Erstmal nix zu danken. 
Du beziehst Dich sicher auf die Anleitung die ich in dem anderen Thread (hier) verfasst habe.
Ja, ich hab erstmal vergessen, dass im config-file lediglich der Treiber geaendert werden muss und nicht unbedingt fglrxconfig ausgefuerht werden muss.
Hab es dann in 'nem etwas spaeteren Posting erwaehnt.

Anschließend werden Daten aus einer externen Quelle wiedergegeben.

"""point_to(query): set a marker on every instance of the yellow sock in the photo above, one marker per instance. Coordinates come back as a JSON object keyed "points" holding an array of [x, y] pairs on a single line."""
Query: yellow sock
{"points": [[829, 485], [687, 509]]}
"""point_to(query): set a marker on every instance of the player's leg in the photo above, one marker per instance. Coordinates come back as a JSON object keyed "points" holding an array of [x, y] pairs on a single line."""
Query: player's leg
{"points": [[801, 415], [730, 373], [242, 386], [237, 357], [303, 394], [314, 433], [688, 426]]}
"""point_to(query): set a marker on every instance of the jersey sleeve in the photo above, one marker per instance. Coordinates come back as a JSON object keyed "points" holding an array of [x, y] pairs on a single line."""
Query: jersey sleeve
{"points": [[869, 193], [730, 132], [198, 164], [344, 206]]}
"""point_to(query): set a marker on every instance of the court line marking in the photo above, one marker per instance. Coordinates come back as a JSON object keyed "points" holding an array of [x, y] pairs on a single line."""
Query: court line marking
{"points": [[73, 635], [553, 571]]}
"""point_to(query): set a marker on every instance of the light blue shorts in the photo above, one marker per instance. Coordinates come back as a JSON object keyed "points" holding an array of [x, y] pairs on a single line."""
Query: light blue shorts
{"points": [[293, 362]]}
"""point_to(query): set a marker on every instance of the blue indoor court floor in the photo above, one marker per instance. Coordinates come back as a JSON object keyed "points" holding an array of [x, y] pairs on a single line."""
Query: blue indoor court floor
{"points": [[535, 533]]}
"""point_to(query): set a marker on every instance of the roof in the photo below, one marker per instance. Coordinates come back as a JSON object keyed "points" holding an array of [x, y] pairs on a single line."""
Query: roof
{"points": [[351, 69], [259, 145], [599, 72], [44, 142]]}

Hoffe, dass es jeder der den Treiber nach meiner Anleitung installieren will dort finden kann.
Vielleicht sollte ich es noch als Nachtrag in die Anleitung setzen, damit es nicht uebersehen wird.


----------



## saeckereier (25. Januar 2005)

Hallo,

ich habe da mal eine Frage, du scheinst den Treiber ja zum laufen bekommen zu haben,
ich benutze Slack 10 mit dem Standard X.org ich denke es ist 6.7, kann das Kernelmodul
kompilieren nach der pci_find_class Änderung, nur X startet leider nicht,
weder mit dem Xorg6.8er oder dem X11 4.3 er Treiber, in der Xorg.0.log steht lediglich

> Fatal server error:
> Caught signal 11.  Server aborting

Und im gesamten Bereich darüber sind auch keine (EE) Meldungen,

ich würde mich sehr über Hilfe freuen, falls du noch anderes wissen willst sag Bescheid,
bitte im Thread und nicht per Mail, da ich die Adresse seltenst abrufe


----------



## Dennis Wronka (26. Januar 2005)

Da ich ja auch die Slack 10 hab, mit dem standard X-Server X.org 6.7 werd ich mich mal was damit beschaeftigen, vielleicht krieg ich den Fehler ja reproduziert.
Den Treiber fuer X.org 6.8 hab ich auch ausprobiert, ging nicht. Weiss aber die Fehlermeldung nicht mehr.
Ich hab aber den Treiber fuer XFree86 4.3 erfolgreich laufen.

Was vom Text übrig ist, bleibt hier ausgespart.